Lily East, four inches taller and a stone heavier, was twenty-four when the Dowager, who had never actually become a dowager as her husband remained alive and her sons unmarried so s
he was mistress to the end, died of a heart attack, not from jaw fatigue as her neighbours had predicted. His Lordship personally thanked Lily for being so good to his wife and promoted her to be Miss Timmins’s apprentice, as the dear old housekeeper was getting on in years and wasn’t really up to the job. Both women were more than pleased with the arrangement, though every now and then there was a dip in efficiency as they became too absorbed in discussing a hand of cards or the latest Sherlock Holmes mystery.
When Lily was thirty, just before the beginning of the twentieth century, Miss Timmins died and Lily became head housekeeper. The indoor staff were pleased that no one had been imported for the position – they were used to Miss East, as she was now addressed, and liked working for her.
Years earlier Sid had wanted to marry her but she refused, saying she preferred to stay free and single. She didn’t tell him it was because she couldn’t have children – he was such a good man he would have married her in spite of it, but she didn’t want the sacrifice weighing on her conscience. He eventually married Kate, one of the younger maids, and they moved to a cottage on the estate. Miss East was asked to stand as godmother to their first child, and when her eyes caught Sid’s across the baptismal font and she saw his proud expression, she knew she had done the right thing to refuse him.

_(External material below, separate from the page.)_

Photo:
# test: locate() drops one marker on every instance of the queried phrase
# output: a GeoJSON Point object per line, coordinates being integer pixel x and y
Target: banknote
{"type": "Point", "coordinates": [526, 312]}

Waldron was fifty when his father died and he inherited the title and the estate. Within a year he had brought back to the Park his twenty-year-old cousin, Lady Blackshaw, as a bride. Miss East looked forward to the life of the Park continuing – hunts, balls, weekend guests, tennis and shooting parties, but to everyone’s unhappy surprise, Waldron abandoned his young pregnant wife, saying she would be in good hands with Miss East as housekeeper, and went back to India, talking about duty to the Empire.